Mozambique: Special Holiday for the City of Beira
File photo / For illustration purposes only / KFC reduced by 50% the number of meals served daily due to import restrictions of chicken
Three weeks into the ban on chicken imports from South Africa, Zimbabwe and the Democratic Republic of Congo on suspicions of bird flu, and Mozambique’s catering industry is hurting. To take just one example, fast-food multinational KFC has halved the number of meals it serves daily.
“The lack of stocks in Mozambique has forced us to resort to South African chicken. With the current restrictions, we have stopped serving some meals and reduced our customer’s response capacity by 50 percent,” Gagendra Nhezi, a KFC lawyer interviewed by O País says.
Until the end of last year, national production of chickens was around 75,000 tons, but this is not enough to cover domestic consumption. KFC says that domestic producers cannot guarantee the quality and quantity required by the multinational, but that as a result of the current crisis, it will buy two tons of chicken pieces on a trial basis.
“If we were supplied by the local market, we would eliminate transport costs and customs duties, and of course costs would drop substantially,” Nhezi concluded.
The recent restrictions were imposed by the National Veterinary Directorate to protect Mozambican poultry farmers from an outbreak of bird flu in South Africa, Zimbabwe and the Democratic Republic of Congo. The ban prohibits the import and transit of domestic and wild poultry, fresh or frozen chicken, feathers, hatching and consumable eggs, day-old chicks, poultry products and all materials or articles used in the rearing process from Zimbabwe, the Congo and areas of South Africa that are affected or under surveillance.

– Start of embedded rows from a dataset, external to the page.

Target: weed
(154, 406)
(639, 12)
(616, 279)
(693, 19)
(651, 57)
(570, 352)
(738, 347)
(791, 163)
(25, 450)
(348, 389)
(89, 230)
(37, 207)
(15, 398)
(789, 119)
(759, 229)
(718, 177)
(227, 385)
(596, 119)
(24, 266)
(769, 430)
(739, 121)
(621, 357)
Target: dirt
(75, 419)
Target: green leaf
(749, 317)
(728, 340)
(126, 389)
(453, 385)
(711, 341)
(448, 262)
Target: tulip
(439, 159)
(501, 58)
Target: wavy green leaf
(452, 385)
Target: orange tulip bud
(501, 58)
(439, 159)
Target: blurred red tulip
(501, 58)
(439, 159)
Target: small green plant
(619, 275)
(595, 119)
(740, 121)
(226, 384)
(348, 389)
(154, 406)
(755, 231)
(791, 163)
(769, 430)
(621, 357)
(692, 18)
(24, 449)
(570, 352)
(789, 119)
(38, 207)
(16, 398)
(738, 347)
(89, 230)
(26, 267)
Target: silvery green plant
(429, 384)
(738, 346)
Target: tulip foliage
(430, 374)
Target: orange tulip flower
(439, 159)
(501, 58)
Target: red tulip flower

This year, Maputo city will welcome the largest poultry project in the south of the country, which will produce 500,000 chickens on a 22 to 26-day cycle. Mozambican investment in the project is estimated at US$10 million.
“The project has eight rearing sheds and a slaughterhouse in its first phase, which corresponds to 500,000 chickens. At the moment, we are in the process of customs clearance for another five sheds. We have the slaughterhouse technology ready, and the infrastructure is nearing completion,” Danilo Jossub, an entrepreneur linked to the project, explains.
The system is fully automated, with water and feed served automatically, the chickens weighed and the air conditioning adjusted. “For many years, poultry farming was a risky business, where losses were as high as 30 to 40 percent,” Danilo says, “but losses in these pavilions are around two percent.”
The country has a significant deficit in chicken products, estimated at four million chickens a month in the city and province of Maputo alone. In order to stimulate domestic production, the government a few years ago exempted the import of production materials from VAT.